Provincial / State sides
- Years: Team / Apps / (Points)
- Glasgow District
- -: West of Scotland District

International career
- Years: Team / Apps / (Points)
- 1876-77: Scotland / 3 / (0)

8th President of the Scottish Rugby Union
- In office 1880–1881
- Preceded by: Angus Buchanan
- Succeeded by: Alexander Petrie

= David Watson (rugby union) =

Scottish rugby union player (1854–1906)

David Watson (7 January 1854 – 3 March 1906) was a Scotland international rugby union player. He played at the Forward position.

==Rugby Union career==

===Amateur career===

Watson played for Glasgow Academicals.

===Provincial career===

Watson captained Glasgow District in the Inter-City match against Edinburgh District in 1876.
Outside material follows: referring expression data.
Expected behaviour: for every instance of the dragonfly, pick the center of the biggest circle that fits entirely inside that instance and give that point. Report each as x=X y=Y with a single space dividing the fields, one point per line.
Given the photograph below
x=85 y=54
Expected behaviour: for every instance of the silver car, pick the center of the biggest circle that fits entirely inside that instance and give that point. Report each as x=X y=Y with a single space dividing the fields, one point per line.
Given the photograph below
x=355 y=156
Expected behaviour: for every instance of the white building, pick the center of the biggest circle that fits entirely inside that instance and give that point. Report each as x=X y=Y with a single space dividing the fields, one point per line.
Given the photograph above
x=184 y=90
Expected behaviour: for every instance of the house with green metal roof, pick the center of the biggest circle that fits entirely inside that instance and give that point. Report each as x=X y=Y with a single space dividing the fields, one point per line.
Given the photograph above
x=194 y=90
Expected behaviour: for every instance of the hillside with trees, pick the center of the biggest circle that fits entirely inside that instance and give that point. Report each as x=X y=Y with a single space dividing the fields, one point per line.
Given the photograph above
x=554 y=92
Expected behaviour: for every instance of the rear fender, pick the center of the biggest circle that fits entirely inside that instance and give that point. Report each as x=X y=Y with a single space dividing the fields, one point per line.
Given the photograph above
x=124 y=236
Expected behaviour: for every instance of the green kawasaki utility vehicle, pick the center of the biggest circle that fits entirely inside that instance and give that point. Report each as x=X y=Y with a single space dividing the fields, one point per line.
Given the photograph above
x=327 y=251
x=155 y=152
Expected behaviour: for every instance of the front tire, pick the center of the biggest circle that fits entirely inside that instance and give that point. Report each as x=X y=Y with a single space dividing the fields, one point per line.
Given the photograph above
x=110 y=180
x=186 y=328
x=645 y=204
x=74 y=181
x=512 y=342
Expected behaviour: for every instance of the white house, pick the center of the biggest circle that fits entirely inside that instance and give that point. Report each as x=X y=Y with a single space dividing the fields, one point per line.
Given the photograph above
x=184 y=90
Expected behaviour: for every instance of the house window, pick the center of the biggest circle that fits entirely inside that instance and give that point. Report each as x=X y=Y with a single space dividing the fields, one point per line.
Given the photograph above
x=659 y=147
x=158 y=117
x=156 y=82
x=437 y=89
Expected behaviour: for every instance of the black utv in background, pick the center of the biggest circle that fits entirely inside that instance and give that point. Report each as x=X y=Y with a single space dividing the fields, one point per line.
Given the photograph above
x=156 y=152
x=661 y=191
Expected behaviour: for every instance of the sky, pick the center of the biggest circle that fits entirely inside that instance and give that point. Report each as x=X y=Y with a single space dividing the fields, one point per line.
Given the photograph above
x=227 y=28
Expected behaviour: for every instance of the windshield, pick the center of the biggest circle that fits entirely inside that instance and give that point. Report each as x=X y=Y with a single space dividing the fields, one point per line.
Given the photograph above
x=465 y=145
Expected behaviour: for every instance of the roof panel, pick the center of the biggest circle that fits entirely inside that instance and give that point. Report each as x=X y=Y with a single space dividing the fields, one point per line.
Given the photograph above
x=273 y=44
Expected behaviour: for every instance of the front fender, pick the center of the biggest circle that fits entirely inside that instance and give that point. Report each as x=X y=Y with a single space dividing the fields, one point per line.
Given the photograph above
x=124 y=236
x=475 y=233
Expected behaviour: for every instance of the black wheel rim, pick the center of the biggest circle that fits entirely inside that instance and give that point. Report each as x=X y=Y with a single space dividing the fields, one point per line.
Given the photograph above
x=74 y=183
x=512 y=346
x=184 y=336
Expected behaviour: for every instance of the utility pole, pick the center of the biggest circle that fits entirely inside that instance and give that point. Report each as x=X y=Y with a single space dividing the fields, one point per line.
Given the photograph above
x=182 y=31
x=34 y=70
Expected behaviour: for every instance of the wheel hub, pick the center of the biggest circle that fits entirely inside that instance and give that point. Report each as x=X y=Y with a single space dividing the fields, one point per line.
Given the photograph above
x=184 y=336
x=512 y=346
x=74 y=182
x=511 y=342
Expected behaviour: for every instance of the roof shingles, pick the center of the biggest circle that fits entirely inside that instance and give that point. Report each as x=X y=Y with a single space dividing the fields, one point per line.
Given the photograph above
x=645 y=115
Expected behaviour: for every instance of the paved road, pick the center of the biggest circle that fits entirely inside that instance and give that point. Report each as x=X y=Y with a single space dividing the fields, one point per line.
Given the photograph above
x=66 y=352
Watson also represented the West of Scotland District.

===International career===

Watson was capped by Scotland for just three matches. His debut was the 1876 match against England at The Oval on 6 March 1876; his final match was also against England the following year at Raeburn Place. The other match was against Ireland in Belfast in 1877.

===Referee career===

Watson became a referee after his playing career ended.

===Administrative career===

Watson was President of the SRU from 1880-81.